Pure heroin (diacetylmorphine) is a white powder with a bitter taste abused for its euphoric effects. Heroin, a highly addictive drug, is derived from the morphine alkaloid found in opium poppy plant (Papaver somniferum) and is roughly 2 to 3 times more potent than morphine. It is usually injected, smoked or snorted up the nose. It exhibits euphoric (“rush”), anti-anxiety and pain-relieving properties.
- Most illicit heroin is sold as a white or brownish powder and is usually “cut” with other drugs or with substances such as sugar, starch, powdered milk, or quinine. It can also be cut with strychnine or other poisons. This is the form that is injected.
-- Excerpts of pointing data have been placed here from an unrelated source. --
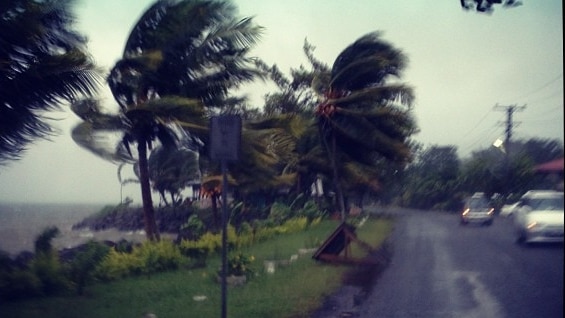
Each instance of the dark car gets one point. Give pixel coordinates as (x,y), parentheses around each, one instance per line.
(477,209)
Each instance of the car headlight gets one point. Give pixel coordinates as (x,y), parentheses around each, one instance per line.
(533,225)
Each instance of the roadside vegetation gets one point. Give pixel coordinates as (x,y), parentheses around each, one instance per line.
(328,140)
(159,277)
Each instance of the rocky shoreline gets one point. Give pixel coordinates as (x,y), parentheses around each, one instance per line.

- Potent opioids such as fentanyl and carfentanyl have been found cut into heroin accessed on the streets, and can be deadly to the unsuspecting user.
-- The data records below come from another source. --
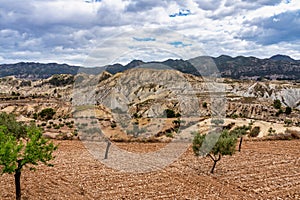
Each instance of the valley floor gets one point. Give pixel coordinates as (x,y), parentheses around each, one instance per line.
(263,170)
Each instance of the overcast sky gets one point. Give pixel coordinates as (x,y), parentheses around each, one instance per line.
(98,32)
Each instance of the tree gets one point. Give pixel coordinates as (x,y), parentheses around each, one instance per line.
(239,132)
(255,131)
(224,146)
(47,113)
(277,104)
(288,110)
(18,151)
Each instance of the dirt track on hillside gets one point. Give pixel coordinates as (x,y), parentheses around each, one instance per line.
(263,170)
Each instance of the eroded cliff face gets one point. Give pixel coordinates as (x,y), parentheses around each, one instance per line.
(147,93)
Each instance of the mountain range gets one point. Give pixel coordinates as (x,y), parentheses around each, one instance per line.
(279,67)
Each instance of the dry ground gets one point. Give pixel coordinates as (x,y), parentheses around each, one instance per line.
(263,170)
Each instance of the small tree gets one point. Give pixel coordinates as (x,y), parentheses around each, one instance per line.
(255,131)
(239,132)
(224,146)
(19,151)
(277,104)
(288,110)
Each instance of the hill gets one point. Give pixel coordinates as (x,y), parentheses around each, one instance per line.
(278,67)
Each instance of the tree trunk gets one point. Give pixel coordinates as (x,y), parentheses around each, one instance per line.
(215,162)
(18,184)
(107,148)
(240,145)
(213,168)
- Another form known as “black tar” may be sticky, like roofing tar, or hard, like coal. Its color may vary from dark brown to black. This form is usually smoked or snorted.
- Because abusers do not know the actual strength of the drug or its true contents, they are at often risk of overdose or death.
- In the U.S., opium is rarely grown and cultivated, but is brought in from Latin American countries. Afghanistan is the capital of opium harvesting, producing roughly 75% of the world’s heroin supply.
Heroin is classified as a Schedule I drug under the Controlled Substances Act of 1970, carries stiff criminal penalties, and has no acceptable medical use in the U.S.